Post By Meghan Oates-Zalesky

February 20, 2018

The resource of time in the drug development process has many different costs, depending upon your perspective. Considering these costs carefully offers manufacturers opportunities for efficiencies.

For most businesses, pushing their product launch back only hurts them. Typically customers can wait—even if annoyed—until the launch is ready. But pharma isn’t most businesses. Two-thirds of launches fail to meet their objectives and when one of those objectives is their launch date, there are big consequences. Recognizing the efficiency needed for each project and each step in the process is vital to ensure the larger cost doesn’t impact manufacturers or patients.

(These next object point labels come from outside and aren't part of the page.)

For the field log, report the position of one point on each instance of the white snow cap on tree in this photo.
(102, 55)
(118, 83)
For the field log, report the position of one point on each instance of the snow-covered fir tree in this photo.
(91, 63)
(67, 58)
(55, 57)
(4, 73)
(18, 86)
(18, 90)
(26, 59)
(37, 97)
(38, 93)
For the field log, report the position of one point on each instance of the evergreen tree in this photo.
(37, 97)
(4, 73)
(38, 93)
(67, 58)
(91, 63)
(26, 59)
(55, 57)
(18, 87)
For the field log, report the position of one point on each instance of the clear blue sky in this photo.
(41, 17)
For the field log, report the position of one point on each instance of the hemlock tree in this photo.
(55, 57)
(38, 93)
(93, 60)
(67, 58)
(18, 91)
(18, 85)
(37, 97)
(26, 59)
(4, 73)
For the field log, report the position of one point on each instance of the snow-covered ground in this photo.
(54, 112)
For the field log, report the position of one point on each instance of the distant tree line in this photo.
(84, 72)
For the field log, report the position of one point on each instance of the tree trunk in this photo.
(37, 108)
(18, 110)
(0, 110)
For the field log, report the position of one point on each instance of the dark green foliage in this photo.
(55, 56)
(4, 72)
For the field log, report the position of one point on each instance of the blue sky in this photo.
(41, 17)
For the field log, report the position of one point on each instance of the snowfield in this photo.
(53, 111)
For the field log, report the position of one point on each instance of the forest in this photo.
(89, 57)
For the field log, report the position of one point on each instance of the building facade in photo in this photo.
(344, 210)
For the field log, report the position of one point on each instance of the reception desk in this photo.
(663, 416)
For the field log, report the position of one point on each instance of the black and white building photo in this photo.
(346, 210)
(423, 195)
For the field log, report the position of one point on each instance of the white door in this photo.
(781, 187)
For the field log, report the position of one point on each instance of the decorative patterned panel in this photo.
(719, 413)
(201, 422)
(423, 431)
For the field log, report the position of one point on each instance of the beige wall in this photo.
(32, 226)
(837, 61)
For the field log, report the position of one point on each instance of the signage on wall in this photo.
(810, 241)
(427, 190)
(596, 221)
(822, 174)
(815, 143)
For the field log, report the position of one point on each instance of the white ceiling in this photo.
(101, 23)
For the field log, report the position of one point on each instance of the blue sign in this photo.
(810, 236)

The Tufts Center for the Study of Drug Development estimates it takes $2.6 billion over the course of a decade to bring a drug to market. Ninety percent of that $2.6 billion is the cost of medications that fail to meet their goals. The burden of carrying those medications longer than necessary—due to validation of failure—is potentially an avoidable one with more insight from prescribers and patients. Technological innovations can help drug developers and their contract research organizations (CROs) get this insight and understand better, early on, which medications will mature and which will not—allowing them to reduce the cost burden and possibly some of the time burden.

In terms of that time burden, every minute matters. With 40% of the population likely to get cancer at some point in their lives, cancer literally affects everyone. More than 26,000 people die a year while waiting for an oncology treatment in development to treat their specific type of cancer. Given the pervasiveness of cancer, every minute truly does matter to patients and their loved ones.

Nearly 200 different cancer therapies are either in development or in the market from the top US pharma companies. With new breakthroughs regularly, oncology brands are all competing for marketshare in incredibly volatile markets. An inability to adroitly move in these markets can be devastating to your brand. There is no time for error. The cost is too great.

When considering time and the impact it has on so many areas of drug development, it’s shortsighted to overlook all of the costs impacted by not optimizing time. Time takes many tolls on the process—project slippage, delayed deadlines, unnecessarily maintaining failed molecules, etc.—but under the right circumstances that time can be gamed, automated, or streamlined for the best outcomes both financially and clinically.